Basically, what I'm trying to do is group together DateTimes that are within 5 minutes of each other, however I'm not sure how to do it without excessive recursion. For example, once I grab the first DateTime and I find another that is within 5 minutes of it, I then need to find all the other DateTime items that are within 5 minutes of the recently found DateTime.
Start at minute 42
Search 5 minutes before and after
Find another DateTime at minute 44, so now range is 42-44
Need to search 5 minutes before and after range of 42-44 (so anything from 38 to 49)

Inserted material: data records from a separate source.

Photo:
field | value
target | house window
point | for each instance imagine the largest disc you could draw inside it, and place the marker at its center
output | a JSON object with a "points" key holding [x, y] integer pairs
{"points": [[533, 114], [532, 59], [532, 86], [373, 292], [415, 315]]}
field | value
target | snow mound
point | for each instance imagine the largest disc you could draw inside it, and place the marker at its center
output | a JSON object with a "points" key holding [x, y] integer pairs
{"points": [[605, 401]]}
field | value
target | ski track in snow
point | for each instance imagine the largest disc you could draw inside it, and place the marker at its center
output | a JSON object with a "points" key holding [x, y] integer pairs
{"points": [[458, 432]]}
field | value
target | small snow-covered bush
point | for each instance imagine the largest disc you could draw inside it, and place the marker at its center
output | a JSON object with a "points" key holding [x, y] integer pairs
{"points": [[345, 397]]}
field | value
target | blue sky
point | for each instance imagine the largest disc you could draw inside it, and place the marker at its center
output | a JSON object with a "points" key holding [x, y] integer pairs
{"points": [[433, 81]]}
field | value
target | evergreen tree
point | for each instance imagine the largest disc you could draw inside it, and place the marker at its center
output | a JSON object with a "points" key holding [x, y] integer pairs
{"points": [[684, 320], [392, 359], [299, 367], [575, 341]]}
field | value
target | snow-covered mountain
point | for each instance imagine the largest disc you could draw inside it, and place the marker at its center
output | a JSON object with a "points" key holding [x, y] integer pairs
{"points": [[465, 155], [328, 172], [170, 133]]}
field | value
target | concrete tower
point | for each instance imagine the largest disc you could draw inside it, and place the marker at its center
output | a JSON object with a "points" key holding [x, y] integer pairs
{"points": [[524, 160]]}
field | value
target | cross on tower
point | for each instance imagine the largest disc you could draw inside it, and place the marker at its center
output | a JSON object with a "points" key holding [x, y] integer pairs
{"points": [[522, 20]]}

If I find something at minute 49, then range goes to 42-49
Now search radius is 38 to 54, etc...
Assuming that the time array does not include the unix epoch:
array
.sort
.unshift(Time.at(0))
.each_cons(2)
.slice_before{|t1, t2| t1 + 300 < t2}
.map{|a| min, max = a.map(&:last).minmax; {range_start: min, range_end: max}}
I wasn't going to post this as it was so close to sawa's solution. However this is a working solution whereas his has a couple of major issues.
require 'time'
array = [
'2013-06-17 19:47:12',
'2013-06-17 19:40:01',
'2013-06-17 19:42:53',
'2013-06-17 19:12:27',
'2013-06-17 19:45:42',
'2013-06-17 19:14:17'
].map { |dt| DateTime.parse(dt) }
prev_dt = nil
ranges = array.sort.slice_before do |dt|
is_new_range = prev_dt && (dt - prev_dt) * 1440 > 5
prev_dt = dt
is_new_range
end.map { |range| { range_start: range.first, range_end: range.last } }
ranges.each { |r| p r }
output
{:range_start=>#<DateTime: 2013-06-17T19:12:27+00:00 ((2456461j,69147s,0n),+0s,2299161j)>, :range_end=>#<DateTime: 2013-06-17T19:14:17+00:00 ((2456461j,69257s,0n),+0s,2299161j)>}
{:range_start=>#<DateTime: 2013-06-17T19:40:01+00:00 ((2456461j,70801s,0n),+0s,2299161j)>, :range_end=>#<DateTime: 2013-06-17T19:47:12+00:00 ((2456461j,71232s,0n),+0s,2299161j)>}
This is how I'd go about it:
require 'time'
FIVE_MINUTES = 60 * 5
timestamps = [
'2013-06-17 19:47:12',
'2013-06-17 19:40:01',
'2013-06-17 19:42:53',
'2013-06-17 19:12:27',
'2013-06-17 19:45:42',
'2013-06-17 19:14:17'
].map{ |s| Time.parse(s) }.sort
ranges = [timestamps.first .. timestamps.shift]
loop do
break if timestamps.empty?
if (timestamps.first - ranges.last.max) <= FIVE_MINUTES
ranges[-1] = (ranges.last.min .. timestamps.shift)
else
ranges << (timestamps.first .. timestamps.shift)
end
end
pp ranges.map{ |r|
Hash[
:range_start, r.min,
:range_end, r.max
]
}
Which is an array of hashes:
[
{
:range_start => 2013-06-17 19:12:27 -0700,
:range_end => 2013-06-17 19:14:17 -0700
},
{
:range_start => 2013-06-17 19:40:01 -0700,
:range_end => 2013-06-17 19:47:12 -0700
}
]
I converted the DateTime strings to Time values because you get an integer in seconds when subtracting them. That worked well when comparing to FIVE_MINUTES. If you need DateTime objects, you can convert them easily using:
pp ranges.map{ |r|
Hash[
:range_start, r.min.to_datetime,
:range_end, r.max.to_datetime
]
}
Which now looks like:
[
{
:range_start=> #<DateTime: 2013-06-17T19:12:27-07:00 ((2456462j,7947s,0n),-25200s,2299161j)>,
:range_end=> #<DateTime: 2013-06-17T19:14:17-07:00 ((2456462j,8057s,0n),-25200s,2299161j)>
},
{
:range_start=> #<DateTime: 2013-06-17T19:40:01-07:00 ((2456462j,9601s,0n),-25200s,2299161j)>,
:range_end=> #<DateTime: 2013-06-17T19:47:12-07:00 ((2456462j,10032s,0n),-25200s,2299161j)>
}
]
I sorted the array because that made it pretty straightforward to find values that were within the five minute boundaries of each other. That results in the ranges being sorted also.